= Dium (Chalcidice) =

Dium or Dion (Δῖον) was a city on the Acte or Akte (Ακτή) peninsula (now Mount Athos), the easternmost of the three peninsulas forming the ancient Chalcidice, on its northeastern coast, north of Olophyxus. Thucydides says that among the cities of the peninsula, Sane was colony of Andros, while Thyssus, Cleonae, Acrothoum, Olophyxus and Dium had a heterogeneous population of bilingual barbarians formed by a few Chalcidians and, the rest, Pelasgians, Bisaltians, Crestonians and Edoni. Strabo says that its primitive population was composed of Pelasgians from Lemnos. Pseudo Scylax writes that it was a Greek city.
It was the closest city to the isthmus of the peninsula.

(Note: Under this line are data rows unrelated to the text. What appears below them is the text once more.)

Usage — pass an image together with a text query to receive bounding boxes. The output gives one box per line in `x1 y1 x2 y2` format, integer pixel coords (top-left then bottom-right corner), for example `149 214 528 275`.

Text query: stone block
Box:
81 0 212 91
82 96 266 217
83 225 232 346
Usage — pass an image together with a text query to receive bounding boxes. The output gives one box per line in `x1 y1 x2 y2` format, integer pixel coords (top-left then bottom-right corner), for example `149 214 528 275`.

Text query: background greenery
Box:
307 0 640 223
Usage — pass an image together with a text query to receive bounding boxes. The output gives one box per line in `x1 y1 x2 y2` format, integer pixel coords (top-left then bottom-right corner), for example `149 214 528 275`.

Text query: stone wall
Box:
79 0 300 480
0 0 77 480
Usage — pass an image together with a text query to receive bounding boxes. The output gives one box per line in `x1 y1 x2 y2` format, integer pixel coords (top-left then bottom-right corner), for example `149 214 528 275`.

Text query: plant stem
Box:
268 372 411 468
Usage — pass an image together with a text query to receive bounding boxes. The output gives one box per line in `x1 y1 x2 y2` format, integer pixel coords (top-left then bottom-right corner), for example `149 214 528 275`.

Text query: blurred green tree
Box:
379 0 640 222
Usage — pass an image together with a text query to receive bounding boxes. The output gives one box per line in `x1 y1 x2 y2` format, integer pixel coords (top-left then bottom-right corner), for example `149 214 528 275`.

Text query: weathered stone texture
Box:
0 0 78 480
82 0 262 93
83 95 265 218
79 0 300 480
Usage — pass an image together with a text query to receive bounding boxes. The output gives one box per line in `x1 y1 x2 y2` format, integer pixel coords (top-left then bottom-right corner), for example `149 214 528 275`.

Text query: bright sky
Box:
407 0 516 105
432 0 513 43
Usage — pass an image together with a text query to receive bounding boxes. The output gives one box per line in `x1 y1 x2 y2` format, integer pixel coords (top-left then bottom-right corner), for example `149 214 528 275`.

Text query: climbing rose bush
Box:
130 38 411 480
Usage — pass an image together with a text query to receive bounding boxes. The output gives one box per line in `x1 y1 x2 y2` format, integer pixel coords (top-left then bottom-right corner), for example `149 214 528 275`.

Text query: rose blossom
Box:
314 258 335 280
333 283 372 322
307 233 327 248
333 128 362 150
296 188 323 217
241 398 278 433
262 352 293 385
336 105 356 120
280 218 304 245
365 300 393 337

It was a member of the Delian League as it appears on the tribute lists to Athens between the years 454/3 BCE and 429/8 BCE. Dium, like Sane, and unlike the other towns of Akte, fought against the Lacedaemonian Brasidas during his expedition in the Chalcidice in 424-423 BCE, and its territory was ravaged by Brasidas's troops. In 421 BCE, Dium occupied Thyssus, then an Athenian ally. In 417 BCE, the inhabitants of Dium rebelled against Athens and joined the Chalcidian League.

The site of Dium is located on the Akte peninsula.